In a corner case of concurrent driver removal and driver reset,
bonding resource is first released in hns_roce_hw_v2_exit() during
driver removal, and then is allocated again in hns_roce_register_device()
during driver reset. This leads to memory leak because the release
timing has already passed. This may also lead to a kernel panic
as below because of the leaked notifier callback:
Call trace:
0xffffa20fccc04978 (P)
raw_notifier_call_chain+0x20/0x38
call_netdevice_notifiers_info+0x60/0xb8
netdev_lower_state_changed+0x4c/0xb8
As Sashiko suggested, the teardown order of bonding resources should
be inverted to make sure the resources are released when the driver
is removed.
Fixes: b37ad2e290fc ("RDMA/hns: Initialize bonding resources")

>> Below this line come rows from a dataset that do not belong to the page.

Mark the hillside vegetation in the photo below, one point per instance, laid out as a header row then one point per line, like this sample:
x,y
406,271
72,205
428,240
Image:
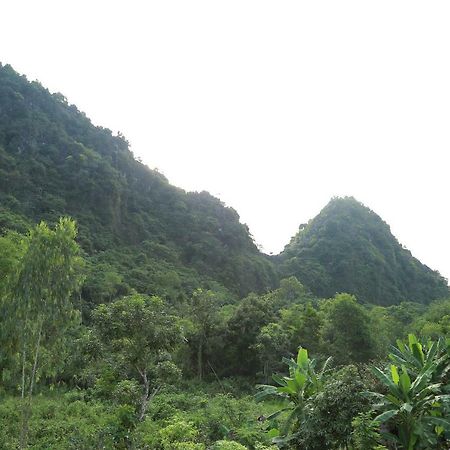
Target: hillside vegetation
x,y
149,320
349,248
139,231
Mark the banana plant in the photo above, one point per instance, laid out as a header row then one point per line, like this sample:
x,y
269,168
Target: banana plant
x,y
413,405
302,383
415,356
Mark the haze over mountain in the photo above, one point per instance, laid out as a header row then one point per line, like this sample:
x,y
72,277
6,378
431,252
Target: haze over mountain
x,y
139,232
349,248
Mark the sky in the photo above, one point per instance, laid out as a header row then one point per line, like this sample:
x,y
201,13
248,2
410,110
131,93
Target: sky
x,y
274,107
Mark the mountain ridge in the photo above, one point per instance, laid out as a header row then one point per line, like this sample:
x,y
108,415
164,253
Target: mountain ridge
x,y
141,233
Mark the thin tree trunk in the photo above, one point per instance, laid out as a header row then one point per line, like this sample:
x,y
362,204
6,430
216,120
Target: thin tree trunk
x,y
200,360
146,398
27,407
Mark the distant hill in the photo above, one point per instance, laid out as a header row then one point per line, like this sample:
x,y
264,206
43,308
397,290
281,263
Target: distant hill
x,y
349,248
138,231
141,233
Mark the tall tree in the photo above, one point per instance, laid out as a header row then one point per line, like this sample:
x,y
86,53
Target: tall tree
x,y
137,334
347,332
38,297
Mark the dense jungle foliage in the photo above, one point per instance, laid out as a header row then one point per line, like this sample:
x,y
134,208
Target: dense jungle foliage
x,y
152,321
348,248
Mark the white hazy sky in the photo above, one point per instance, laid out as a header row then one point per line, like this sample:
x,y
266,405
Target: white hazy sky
x,y
274,106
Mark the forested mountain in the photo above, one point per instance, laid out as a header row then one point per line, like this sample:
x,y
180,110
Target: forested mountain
x,y
138,230
151,327
349,248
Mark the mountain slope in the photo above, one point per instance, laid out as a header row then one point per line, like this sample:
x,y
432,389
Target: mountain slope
x,y
139,231
348,248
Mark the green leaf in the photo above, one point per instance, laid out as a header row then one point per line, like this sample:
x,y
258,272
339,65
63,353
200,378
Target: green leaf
x,y
394,372
302,357
384,417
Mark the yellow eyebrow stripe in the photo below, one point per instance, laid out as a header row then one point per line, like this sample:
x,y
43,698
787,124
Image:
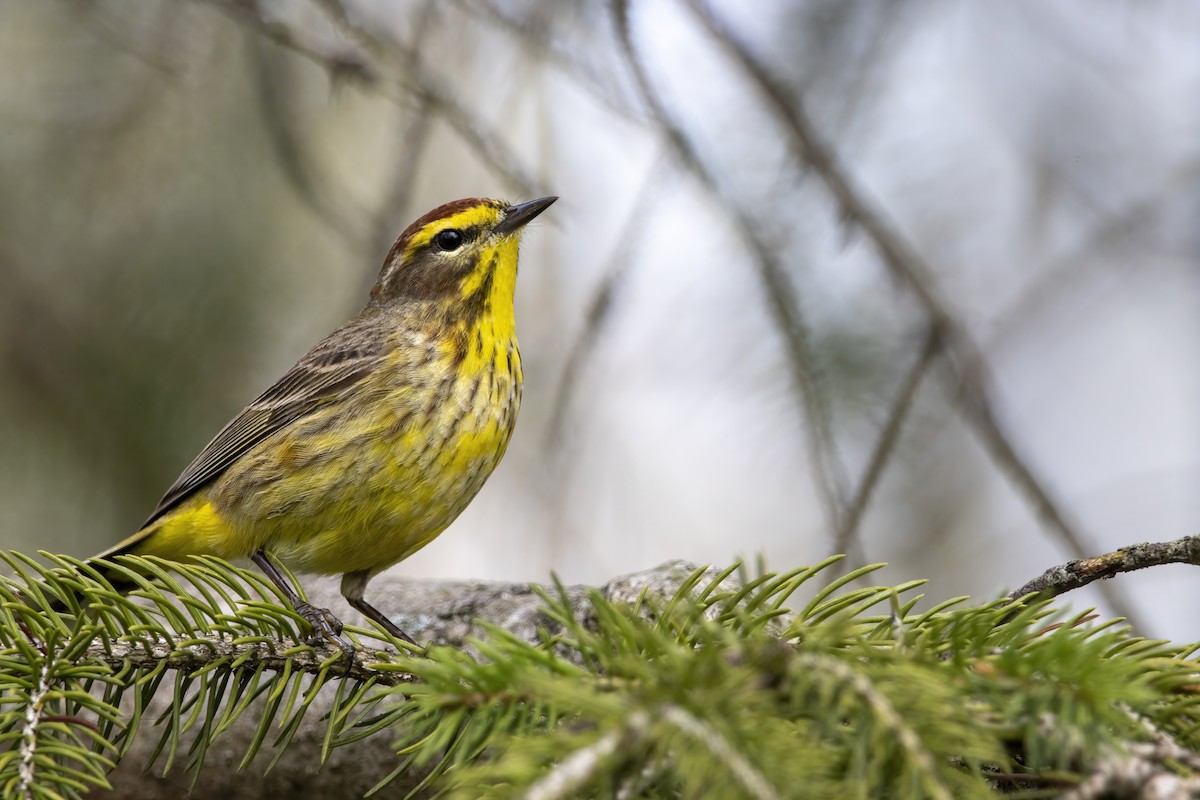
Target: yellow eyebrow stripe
x,y
481,215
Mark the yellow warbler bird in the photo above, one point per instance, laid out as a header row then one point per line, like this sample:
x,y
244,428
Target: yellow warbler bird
x,y
378,438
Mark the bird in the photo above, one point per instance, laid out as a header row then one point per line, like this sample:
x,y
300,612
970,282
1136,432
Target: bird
x,y
378,437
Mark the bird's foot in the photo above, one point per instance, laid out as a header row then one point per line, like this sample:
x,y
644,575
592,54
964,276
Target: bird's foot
x,y
325,627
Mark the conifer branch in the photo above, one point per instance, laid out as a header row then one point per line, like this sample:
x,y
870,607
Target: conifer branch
x,y
1078,573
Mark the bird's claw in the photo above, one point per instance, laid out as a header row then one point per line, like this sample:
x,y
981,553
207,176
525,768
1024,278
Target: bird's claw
x,y
325,627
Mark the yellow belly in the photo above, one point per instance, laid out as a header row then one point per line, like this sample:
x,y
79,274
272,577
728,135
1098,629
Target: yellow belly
x,y
361,483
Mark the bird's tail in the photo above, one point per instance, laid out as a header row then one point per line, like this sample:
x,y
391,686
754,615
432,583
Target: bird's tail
x,y
118,578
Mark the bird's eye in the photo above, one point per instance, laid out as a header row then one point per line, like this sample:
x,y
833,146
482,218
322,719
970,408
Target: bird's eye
x,y
449,239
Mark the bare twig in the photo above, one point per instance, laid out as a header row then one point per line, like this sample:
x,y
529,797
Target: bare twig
x,y
786,312
971,390
433,95
1080,572
601,302
367,61
883,449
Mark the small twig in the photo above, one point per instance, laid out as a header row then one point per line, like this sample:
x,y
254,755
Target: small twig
x,y
600,304
1073,575
786,312
883,450
971,391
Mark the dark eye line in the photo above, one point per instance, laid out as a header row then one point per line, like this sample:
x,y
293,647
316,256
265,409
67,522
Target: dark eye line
x,y
453,239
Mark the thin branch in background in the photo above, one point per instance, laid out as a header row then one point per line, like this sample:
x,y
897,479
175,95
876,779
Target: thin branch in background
x,y
413,85
847,534
1078,573
413,140
329,202
567,60
600,304
433,95
785,311
971,390
1062,275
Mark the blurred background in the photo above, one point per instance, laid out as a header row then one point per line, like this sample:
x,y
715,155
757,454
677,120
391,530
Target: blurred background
x,y
913,281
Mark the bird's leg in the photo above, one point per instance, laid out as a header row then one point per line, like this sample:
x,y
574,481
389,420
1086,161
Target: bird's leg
x,y
353,585
322,620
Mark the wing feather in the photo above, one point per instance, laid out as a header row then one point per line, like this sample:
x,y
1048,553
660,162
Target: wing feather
x,y
327,372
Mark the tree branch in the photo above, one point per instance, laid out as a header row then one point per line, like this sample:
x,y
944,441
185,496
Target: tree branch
x,y
1078,573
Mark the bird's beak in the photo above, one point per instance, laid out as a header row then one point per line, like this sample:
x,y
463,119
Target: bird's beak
x,y
521,214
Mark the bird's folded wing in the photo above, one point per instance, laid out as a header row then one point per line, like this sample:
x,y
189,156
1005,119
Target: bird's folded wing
x,y
318,378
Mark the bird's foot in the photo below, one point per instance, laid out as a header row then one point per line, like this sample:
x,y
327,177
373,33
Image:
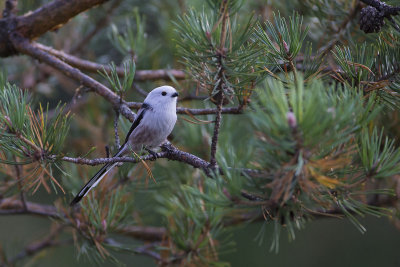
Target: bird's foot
x,y
154,154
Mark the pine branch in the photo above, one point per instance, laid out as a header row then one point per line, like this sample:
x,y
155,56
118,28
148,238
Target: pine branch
x,y
48,17
217,125
386,9
10,206
145,233
196,111
10,8
31,49
86,65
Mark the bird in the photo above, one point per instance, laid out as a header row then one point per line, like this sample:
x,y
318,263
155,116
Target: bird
x,y
155,120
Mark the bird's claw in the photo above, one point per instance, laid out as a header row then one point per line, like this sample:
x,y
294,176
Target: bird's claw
x,y
154,154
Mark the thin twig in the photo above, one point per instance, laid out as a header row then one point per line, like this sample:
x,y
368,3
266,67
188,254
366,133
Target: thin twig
x,y
195,111
145,233
10,8
31,49
18,173
117,142
86,65
9,206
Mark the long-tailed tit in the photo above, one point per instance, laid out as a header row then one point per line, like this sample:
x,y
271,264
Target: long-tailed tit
x,y
154,122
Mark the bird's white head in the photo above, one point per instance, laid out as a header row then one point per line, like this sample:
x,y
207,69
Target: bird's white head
x,y
162,97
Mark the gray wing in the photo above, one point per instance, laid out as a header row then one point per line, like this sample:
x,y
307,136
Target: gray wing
x,y
145,107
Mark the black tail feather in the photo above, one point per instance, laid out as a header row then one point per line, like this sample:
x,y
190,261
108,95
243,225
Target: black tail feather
x,y
89,185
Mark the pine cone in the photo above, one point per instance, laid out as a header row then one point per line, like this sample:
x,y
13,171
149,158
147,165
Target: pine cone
x,y
371,20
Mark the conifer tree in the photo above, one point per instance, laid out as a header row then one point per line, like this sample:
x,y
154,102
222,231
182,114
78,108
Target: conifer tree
x,y
287,114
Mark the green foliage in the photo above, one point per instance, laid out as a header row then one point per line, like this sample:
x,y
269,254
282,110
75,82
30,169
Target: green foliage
x,y
227,56
288,36
379,155
114,80
133,40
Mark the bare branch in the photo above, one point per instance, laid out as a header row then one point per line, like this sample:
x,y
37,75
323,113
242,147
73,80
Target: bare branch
x,y
86,65
31,49
195,111
52,16
146,233
38,246
10,8
10,206
170,152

Link: https://patch.msgid.link/r/20260613102045.811623-1-huangjunxian6@hisilicon.com
Signed-off-by: Junxian Huang <huangjunxian6@hisilicon.com>
Signed-off-by: Jason Gunthorpe <jgg@nvidia.com>
static void __exit hns_roce_hw_v2_exit(void)
{
- hns_roce_dealloc_bond_grp();
hnae3_unregister_client(&hns_roce_hw_v2_client);
+ hns_roce_dealloc_bond_grp();
hns_roce_cleanup_debugfs();
}